I’m using the Exact Online API with OAuth2 (support).
The OAuth2 flow is working, until a token needs to be refreshed. As you can see in this image I do multiple requests to the Exact API, authorised with OAuth2:
It looks like it is trying to refresh the token for a second time, so it seems like the new access token received in the first refresh request is not saved properly yet before the second request starts.
After I restart the workflow it successfully runs the whole workflow.
This behaviour makes it impossible to run the workflow as a cron job.
Ah OK, then it sadly makes sense. That is a known issue. A fix got already implemented here:
It does however require a change in literally every node. This PR does that but there are sadly also a lot of other nodes of other people out there. So before we make this breaking change did we want to see if we can bundle some breaking changes together to not having to break things multiple times. For that reason do I have currently sadly no ETA on when it will be merged.

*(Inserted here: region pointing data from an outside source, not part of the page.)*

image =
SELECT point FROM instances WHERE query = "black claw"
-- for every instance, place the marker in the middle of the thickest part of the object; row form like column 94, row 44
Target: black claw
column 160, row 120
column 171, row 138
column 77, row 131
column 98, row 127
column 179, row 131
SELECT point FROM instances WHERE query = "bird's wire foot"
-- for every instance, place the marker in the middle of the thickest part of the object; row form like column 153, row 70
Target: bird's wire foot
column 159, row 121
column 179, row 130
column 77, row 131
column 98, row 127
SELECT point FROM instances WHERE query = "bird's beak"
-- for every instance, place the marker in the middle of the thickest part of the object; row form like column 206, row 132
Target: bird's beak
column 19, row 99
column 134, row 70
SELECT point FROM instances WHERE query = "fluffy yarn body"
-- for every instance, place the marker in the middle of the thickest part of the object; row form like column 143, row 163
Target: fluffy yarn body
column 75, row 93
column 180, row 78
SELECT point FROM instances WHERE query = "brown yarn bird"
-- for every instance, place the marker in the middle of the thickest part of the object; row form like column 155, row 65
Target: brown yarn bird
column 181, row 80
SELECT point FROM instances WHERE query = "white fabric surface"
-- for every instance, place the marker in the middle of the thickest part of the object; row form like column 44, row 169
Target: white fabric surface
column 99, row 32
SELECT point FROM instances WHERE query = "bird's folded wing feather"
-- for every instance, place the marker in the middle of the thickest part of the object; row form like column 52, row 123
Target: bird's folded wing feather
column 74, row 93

Do you run n8n via Docker? Because then you could easily build an own image with that fix included.
Glad to hear that it works. As it is a breaking change (on the code side) are we currently waiting on getting also another feature ready with another breaking change to not cause to many problems for users with custom nodes. Once that is ready will we release them together.
We are unfortunately running into the same issue, also with the Exact Online API.
Is there already a time window for the release of this fix?
It would be especially important for use in the authentication part of the ‘HTTP Request’ node.
Hi @freddie, very curious if you have been able to solve your issue and if you have any advice on connecting to exact online. As far as I can tell on my end the OAuth2 credentials are picked up by n8n correctly but running any request using the credentials will simply get hang on “executing node”.
Then if it does not refresh it, Exact Online might be expecting something non-standard when refreshing the token. It isn’t easy to have an OAuth2 flow so generic that it covers all possible cases. Even though it’s a standard, some companies choose to add a minor tweak to it. This issue might solve by creating an Exact Online node because, in the node, we can use variables that change the refresh token behavior, unlike with the HTTP node. The other option would be to make the OAuth2 flow credentials more extensible to cover non-standard user cases. The latter will take a considerable amount of work.